The Wind

The walls began to visually pour with black blood in good old horror-movie fashion. Clearly this was done to intensify my fear and at the time the effect was horrific, although I didn’t have a moment in which to panic. With what little self control I had left I managed to get back into my body a couple more times, whereupon I made desperate but vain attempts to awaken the witch man beside me.

When I managed to speak – this took a monumental effort – my voice sounded strangulated and barely audible, shocking to hear.

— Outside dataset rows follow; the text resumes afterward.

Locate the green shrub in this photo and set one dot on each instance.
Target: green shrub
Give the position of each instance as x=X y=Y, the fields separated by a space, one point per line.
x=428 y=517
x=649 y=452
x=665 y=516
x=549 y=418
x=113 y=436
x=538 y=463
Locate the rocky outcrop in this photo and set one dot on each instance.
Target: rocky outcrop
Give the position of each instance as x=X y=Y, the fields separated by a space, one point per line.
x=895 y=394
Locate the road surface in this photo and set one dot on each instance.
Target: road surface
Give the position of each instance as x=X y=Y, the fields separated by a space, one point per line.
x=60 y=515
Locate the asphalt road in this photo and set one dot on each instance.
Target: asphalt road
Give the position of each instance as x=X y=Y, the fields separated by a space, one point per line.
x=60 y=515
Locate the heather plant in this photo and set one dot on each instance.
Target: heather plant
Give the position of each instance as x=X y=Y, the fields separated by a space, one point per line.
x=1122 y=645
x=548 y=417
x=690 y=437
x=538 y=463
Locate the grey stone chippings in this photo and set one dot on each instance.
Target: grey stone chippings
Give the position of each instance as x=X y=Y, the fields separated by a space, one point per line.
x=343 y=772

When I next got ripped out I was more horrified than ever to find that I’d brought the sleeping self of the witch with me.

I dropped him immediately and I confess that I blamed him at that moment for what was happening, considering that he had encouraged the force to come after me and had failed utterly in his promise to protect me.

Alone in the corner of the ceiling, mortally afraid and pinned into place by the wind, I gathered my thoughts enough to move along the wall, away from the large (closed) double windows where the wind seemed to be coming from.

The Witch

This happened more than 14 years ago.

One night without warning, between 1.00 and 2.00 am, the source of my darkest fears  – the demon itself which had haunted and pursued me throughout my entire childhood and adolescence – returned with a vengeance and ripped me out of my body within seconds of me lying down in bed.

I was completely sober and fully conscious. The only way it can be described at this point is as a hurricane-like silent wind that was at one with the darkness.

I was aware of the time because the bed had no headboard and during the struggle I was able to force my head back over the edge, putting my upside-down vision into line with the clock on the video recorder.

Every time I managed to fight my way back into my body (an enormous struggle of to-ing and fro-ing which lasted about 15 or 20 minutes) I would check on the time in a desperate attempt to keep a grip on the waking world; on ‘reality’.

At a certain point the force proved too strong and I found myself blown against a corner of the ceiling, looking down at my own body and that of my (then) boyfriend. The ‘witch’.